Table 1. Detection results (AUC) of image spatial (Spatial) and scale consistency (Scale) based methods on Cityscapes dataset. The number in parentheses of the Model shows the number of parameters for the target mode, and mIOU shows the performance of segmentation model on pristine data. We color all the AUC less than 80% with red.

5.3 Image Scale Analysis

As a baseline, we also utilize image scale information to perform as a simple detection method and compare it with the spatial consistency based method. We apply Gaussian kernel to perform the image scaling based detection, and select \(\mathbf {std}_{detect}\in \{0.5, 3,5\}\) as the standard deviation of Gaussian kernel. We compute the normalize mIOU between the original and scalled images. Similarly, the detection results of corresponding AUC are shown in Table 1. It is demonstrated that detection method based on image scale information can achieve similarly high AUC compared with spatial consistency based method.

5.4 Adaptive Attack Evaluation

Regarding the above detection analysis, it is important to evaluate adaptive attacks, where adversaries have knowledge of the detection strategy.

Fig. 6.
figure 6

Performance of adaptive attack. (a) shows adversarial image and corresponding segmentation result for adaptive attack against image scaling. The first two rows show benign images and the corresponding segmentation results; the last two rows show the adaptive adversarial images and corresponding segmentation results under different std of Gaussian kernel (0.5, 3, 5 for column 2–4). (b) and (c) show the performance of adaptive attack against spatial consistency based method with different K. (b) presents mIOU of overlapping regions for benign and adversarial images during along different iterations. (c) shows mIOU for overlapping regions of benign and adversarial instances at iteration 200.

As Carlini and Wagner suggest [4], we conduct attacks with full access to the detection model to evaluate the adaptive adversary based on Kerckhoffs principle [36]. To perform adaptive attack against the image scaling detection mechanism, instead of attacking the original model, we add another convolutional layer after the input layer of the target model similarly with [4]. We select std \(\in \{0.5, 3, 5\}\) to apply adaptive attack, which is the same with the detection model.
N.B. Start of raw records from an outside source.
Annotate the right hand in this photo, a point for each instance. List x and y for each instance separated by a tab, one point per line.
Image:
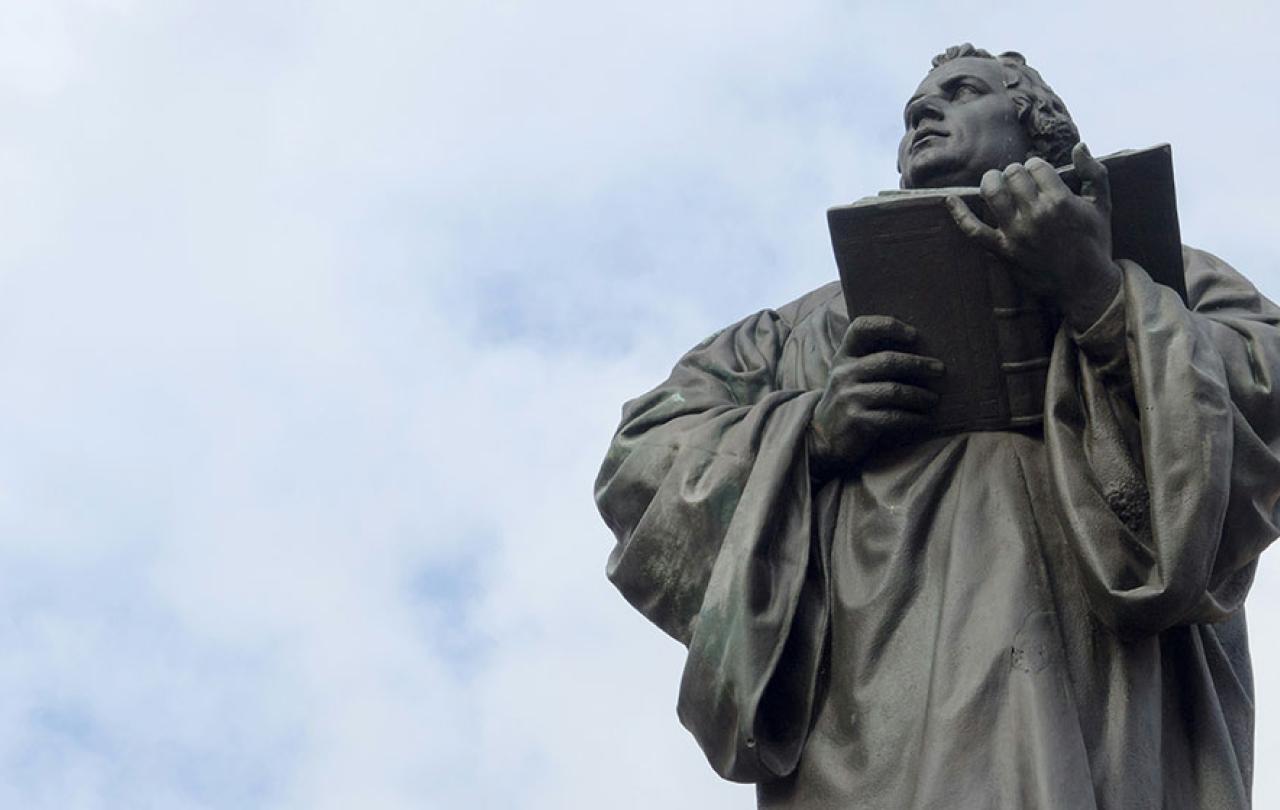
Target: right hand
876	392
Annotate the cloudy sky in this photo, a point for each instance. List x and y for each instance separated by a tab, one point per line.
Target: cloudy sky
315	320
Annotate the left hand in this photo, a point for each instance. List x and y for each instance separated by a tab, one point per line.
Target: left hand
1060	242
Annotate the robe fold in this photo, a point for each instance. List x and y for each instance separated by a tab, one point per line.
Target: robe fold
1008	619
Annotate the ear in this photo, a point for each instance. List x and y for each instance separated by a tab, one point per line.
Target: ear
1023	104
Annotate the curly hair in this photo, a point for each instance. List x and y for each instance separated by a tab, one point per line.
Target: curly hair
1048	126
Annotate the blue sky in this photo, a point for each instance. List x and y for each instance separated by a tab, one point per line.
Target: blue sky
315	320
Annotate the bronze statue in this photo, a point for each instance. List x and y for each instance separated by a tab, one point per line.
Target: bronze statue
1051	617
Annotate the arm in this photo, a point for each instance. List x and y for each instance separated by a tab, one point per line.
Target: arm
1161	424
707	489
1173	420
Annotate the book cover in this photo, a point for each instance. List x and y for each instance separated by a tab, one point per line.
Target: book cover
901	254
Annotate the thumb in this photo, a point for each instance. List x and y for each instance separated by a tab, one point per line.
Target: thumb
1095	183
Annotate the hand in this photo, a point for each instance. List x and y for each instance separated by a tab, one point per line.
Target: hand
874	392
1060	242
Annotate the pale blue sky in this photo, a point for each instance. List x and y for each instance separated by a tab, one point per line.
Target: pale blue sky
315	319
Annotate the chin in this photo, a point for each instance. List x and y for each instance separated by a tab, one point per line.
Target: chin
933	172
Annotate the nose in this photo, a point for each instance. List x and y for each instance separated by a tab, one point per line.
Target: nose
924	106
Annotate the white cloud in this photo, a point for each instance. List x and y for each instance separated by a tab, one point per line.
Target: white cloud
315	321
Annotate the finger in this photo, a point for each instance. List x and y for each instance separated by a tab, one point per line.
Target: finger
1095	183
1022	187
973	227
868	333
895	366
896	396
995	191
1047	181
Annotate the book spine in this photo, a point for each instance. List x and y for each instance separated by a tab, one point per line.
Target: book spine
1024	335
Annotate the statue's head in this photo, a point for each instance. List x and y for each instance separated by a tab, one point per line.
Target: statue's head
976	111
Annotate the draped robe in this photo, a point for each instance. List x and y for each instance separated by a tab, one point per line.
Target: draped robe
1048	618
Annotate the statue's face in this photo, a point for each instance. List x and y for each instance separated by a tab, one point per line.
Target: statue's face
960	123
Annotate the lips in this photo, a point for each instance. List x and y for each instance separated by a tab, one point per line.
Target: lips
924	133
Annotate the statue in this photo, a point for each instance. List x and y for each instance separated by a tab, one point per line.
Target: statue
1047	617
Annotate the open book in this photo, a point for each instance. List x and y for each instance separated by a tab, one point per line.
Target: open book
901	254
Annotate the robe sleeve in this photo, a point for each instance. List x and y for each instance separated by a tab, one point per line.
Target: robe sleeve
707	490
1162	433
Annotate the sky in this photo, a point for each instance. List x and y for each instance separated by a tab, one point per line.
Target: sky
316	319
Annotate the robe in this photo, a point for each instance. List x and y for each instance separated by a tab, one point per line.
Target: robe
1048	618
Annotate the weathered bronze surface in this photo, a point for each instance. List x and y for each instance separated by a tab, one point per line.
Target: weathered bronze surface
1051	617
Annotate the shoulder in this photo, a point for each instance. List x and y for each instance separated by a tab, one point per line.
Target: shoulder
817	303
1216	287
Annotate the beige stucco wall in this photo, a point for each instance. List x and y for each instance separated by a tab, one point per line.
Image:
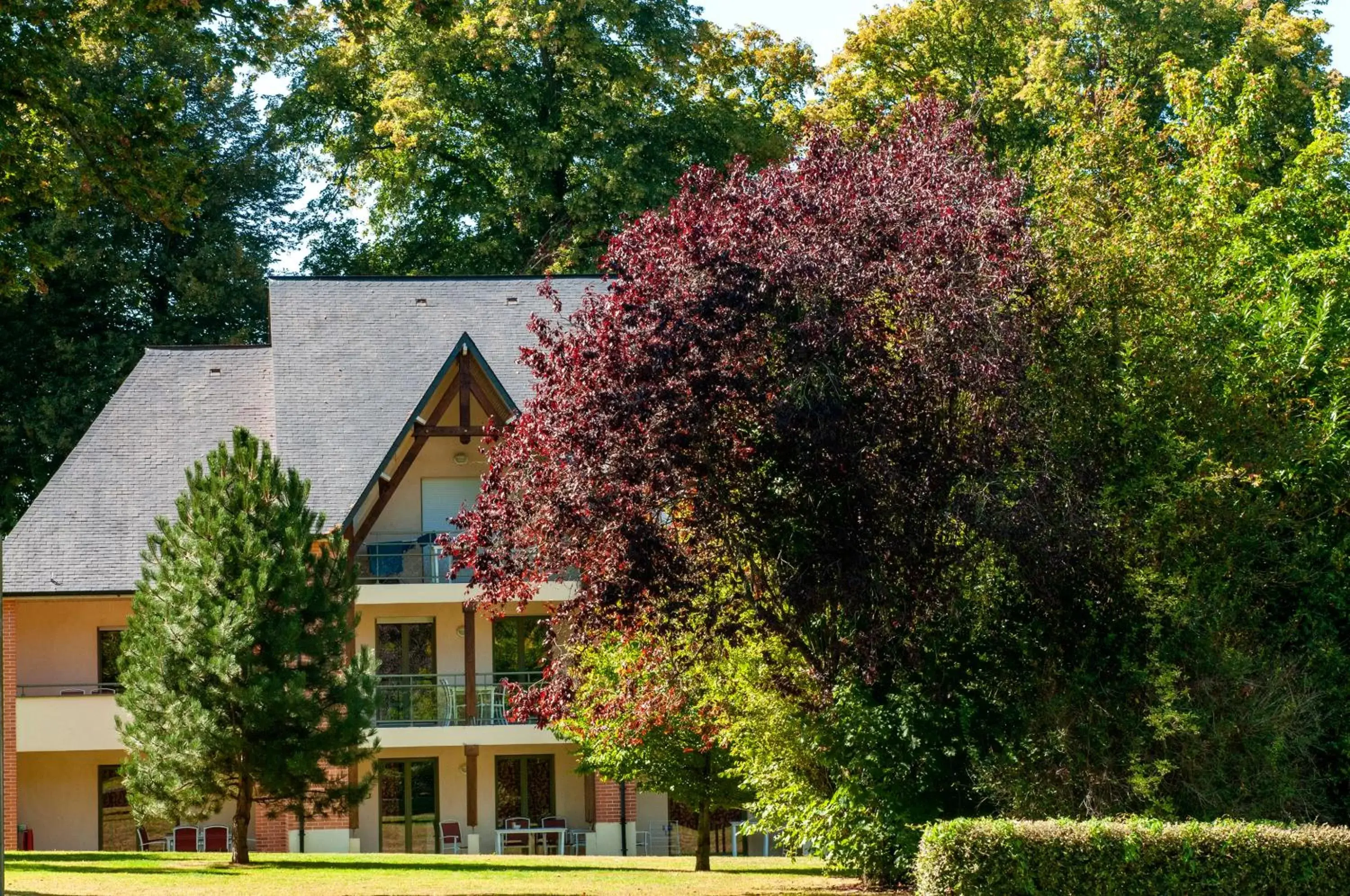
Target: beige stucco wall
570	795
58	639
58	798
450	618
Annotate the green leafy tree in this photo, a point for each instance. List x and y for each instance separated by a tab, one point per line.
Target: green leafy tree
1170	613
235	662
503	135
640	713
90	112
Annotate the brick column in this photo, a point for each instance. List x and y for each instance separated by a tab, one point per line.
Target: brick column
607	802
11	759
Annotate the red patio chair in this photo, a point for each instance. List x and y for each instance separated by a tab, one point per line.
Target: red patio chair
450	837
148	845
185	838
554	841
516	841
215	838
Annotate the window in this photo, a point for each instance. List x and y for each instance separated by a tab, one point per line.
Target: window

To guarantee that the attack methods will converge, when performing the adaptive attacks, we select 0.06 for the upper bound for adversarial perturbation, in terms of \(L_2\) distance (pixel values are in range [0,1]), since larger than that the perturbation is already very visible. The detection results against such adaptive attacks are shown in Table 1 on Cityscapes (We omit the results on BDD to supplementary materials). Results on adaptive attack show that the image scale based detection method is easily to be attacked (AUC of detection drops dramatically), which draws similar conclusions as in classification task [4]. We show the qualitative results in Fig. 6(a), and it is obvious that even under large std of Gaussian kernel, the adversarial example can still be fooled into the malicious target (Kitty).

Fig. 7.
figure 7

Detection performance of spatial consistency based method against adaptive attack with different K on Cityscapes with DRN model. X-axis indicates the number of patches selected to perform the adaptive attack (0 means regular attack). Y-axis indicates the number of overlapping regions selected for during detection.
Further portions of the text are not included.